Em contrapartida, ao mesmo tempo em que a disseminação do preconceito pelos
meios virtuais contribui para a visualização do problema existente, também pode
servir de exemplo para que outros cometam o mesmo crime, fazendo com que este
aumente. Assim, medidas devem ser tomadas para combatê-lo. Cabe às empresas
como Facebook, Twitter, Whatsapp e outras redes sociais criar mecanismos de
denúncia e censura de atos discriminatórios, de modo que qualquer publicação desta
natureza seja facilmente identificada e encaminhada à Justiça. Já ao Estado, cabe
garantir o funcionamento dos princípios previstos no Marco Civil da Internet (Lei
12.965-2014) de respeito aos direitos humanos (Artigo 2, inciso II) e à pluralidade e
diversidade (Artigo 2, inciso III). Contudo, a lei ainda é falha ao afirmar que os
provedores só são responsabilizados por ações de usuários após ordem judicial, o que
dificulta a censura imediata do conteúdo criminoso veiculado on-line. É necessária
uma revisão desse artigo, incluindo-se o racismo aos casos excetuados (como a
publicação de pornografia ou nudez explícita) em que a empresa pode excluir o
material sem precisar de uma incitação anterior. Uma vez identificados os agressores,
deve-se punir judicialmente, aplicando-se a pena prevista em lei para racismo (de um
a cinco anos de reclusão), sendo imprescindível tal aplicação. Ainda é importante uma
atuação forte do ativismo negro de forma a expor ainda mais o fenômeno e buscar
conscientização da população a respeito do problema e seu consequente
emponderamento. Páginas no Facebook, levantes e comunidades devem atuar
firmemente no combate, sem cessar. A página Levante Negro”, por exemplo, publica
diariamente vídeos e textos a fim de emponderar seus leitores e problematizar a
questão. Por fim, é de responsabilidade da família conversar e educar os filhos,
gerando consciência sobre o problema do racismo e criando indivíduos que busquem
combatê-lo, e não disseminá-lo. Tais medidas são fundamentais para o combate não
só nas redes sociais, mas também contribuem para a formação de cidadão mais
respeitosos e harmoniosos em todas as vias de interação social.

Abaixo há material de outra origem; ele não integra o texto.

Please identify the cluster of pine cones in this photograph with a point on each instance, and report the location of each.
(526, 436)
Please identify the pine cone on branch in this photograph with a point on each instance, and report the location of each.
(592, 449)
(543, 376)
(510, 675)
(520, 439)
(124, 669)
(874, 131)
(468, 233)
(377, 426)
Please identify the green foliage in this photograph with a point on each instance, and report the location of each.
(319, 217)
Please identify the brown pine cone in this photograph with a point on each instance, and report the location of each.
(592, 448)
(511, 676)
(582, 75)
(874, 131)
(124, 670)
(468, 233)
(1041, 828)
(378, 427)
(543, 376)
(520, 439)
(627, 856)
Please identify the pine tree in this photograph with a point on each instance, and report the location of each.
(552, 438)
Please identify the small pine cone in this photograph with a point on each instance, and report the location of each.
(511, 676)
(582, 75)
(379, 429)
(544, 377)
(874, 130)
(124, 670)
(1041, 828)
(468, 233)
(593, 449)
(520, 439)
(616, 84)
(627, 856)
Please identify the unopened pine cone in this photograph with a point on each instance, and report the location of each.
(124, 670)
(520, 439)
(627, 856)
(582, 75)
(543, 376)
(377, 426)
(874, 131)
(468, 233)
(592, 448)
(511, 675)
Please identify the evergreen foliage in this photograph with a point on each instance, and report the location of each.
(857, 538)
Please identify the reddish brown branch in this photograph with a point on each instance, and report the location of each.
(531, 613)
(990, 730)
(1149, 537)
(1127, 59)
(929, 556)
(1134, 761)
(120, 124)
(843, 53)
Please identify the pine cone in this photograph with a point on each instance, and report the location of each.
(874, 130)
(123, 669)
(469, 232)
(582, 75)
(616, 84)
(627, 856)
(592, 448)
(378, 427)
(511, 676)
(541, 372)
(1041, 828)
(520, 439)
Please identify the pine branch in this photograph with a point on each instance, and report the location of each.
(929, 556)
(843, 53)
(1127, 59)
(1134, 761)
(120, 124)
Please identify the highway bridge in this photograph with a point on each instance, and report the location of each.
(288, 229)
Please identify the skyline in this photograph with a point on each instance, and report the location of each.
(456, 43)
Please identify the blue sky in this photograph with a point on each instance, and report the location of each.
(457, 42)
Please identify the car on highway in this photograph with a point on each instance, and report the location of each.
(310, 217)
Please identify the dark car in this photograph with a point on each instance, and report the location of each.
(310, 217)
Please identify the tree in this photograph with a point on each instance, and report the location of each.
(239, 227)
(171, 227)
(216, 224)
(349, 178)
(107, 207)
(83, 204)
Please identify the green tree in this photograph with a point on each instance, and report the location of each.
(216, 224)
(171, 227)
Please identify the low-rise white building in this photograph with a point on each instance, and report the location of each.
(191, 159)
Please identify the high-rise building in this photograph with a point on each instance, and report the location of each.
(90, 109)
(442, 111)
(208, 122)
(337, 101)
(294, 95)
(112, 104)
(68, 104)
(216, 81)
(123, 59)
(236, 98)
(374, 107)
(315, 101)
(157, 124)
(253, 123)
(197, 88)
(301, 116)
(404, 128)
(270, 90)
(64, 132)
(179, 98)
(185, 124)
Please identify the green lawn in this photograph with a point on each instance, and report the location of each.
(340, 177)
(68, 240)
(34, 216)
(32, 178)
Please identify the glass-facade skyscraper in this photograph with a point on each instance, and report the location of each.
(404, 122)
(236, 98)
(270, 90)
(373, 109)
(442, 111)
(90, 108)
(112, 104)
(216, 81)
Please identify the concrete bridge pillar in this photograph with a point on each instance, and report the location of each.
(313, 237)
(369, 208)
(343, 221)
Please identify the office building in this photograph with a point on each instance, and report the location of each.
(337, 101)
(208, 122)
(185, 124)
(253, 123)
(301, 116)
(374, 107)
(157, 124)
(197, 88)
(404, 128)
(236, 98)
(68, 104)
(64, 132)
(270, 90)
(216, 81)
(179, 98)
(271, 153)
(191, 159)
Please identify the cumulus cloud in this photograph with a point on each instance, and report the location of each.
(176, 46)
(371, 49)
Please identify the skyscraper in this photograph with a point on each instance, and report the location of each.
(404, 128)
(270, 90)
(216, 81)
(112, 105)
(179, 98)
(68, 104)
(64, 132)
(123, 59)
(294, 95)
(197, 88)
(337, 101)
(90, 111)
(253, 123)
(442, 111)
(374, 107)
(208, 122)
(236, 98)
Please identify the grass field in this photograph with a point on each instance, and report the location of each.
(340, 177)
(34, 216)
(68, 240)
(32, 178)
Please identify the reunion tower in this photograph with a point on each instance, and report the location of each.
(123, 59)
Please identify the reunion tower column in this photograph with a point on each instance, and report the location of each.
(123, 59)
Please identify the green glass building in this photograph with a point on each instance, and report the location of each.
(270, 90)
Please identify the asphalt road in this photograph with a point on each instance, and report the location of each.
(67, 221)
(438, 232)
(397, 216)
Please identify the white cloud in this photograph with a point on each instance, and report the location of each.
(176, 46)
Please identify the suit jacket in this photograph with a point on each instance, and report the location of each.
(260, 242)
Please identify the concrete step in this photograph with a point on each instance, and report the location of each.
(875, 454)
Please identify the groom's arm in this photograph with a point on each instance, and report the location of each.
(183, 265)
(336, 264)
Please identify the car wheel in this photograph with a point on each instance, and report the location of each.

Deste modo, conclui-se que o papel ambíguo das redes sociais deve-se a ampliação
do poder discursivo do indivíduo conferida por estas e a característica de espelharem
o mundo off-line. Assim, há uma dualidade à medida que cresce a exposição do
preconceito bem como seu combate no mesmo espaço. O racismo nas redes sociais,
portanto, deve ser combatido, em um conjunto de ações que agregue as empresas, o
Estado, o ativismo negro e a família em união. Só com uma sociedade unida e
emponderada em prol da igualdade racial é que poderemos, num futuro, pensar em
uma democracia racial no Brasil. Por enquanto, ela é mito.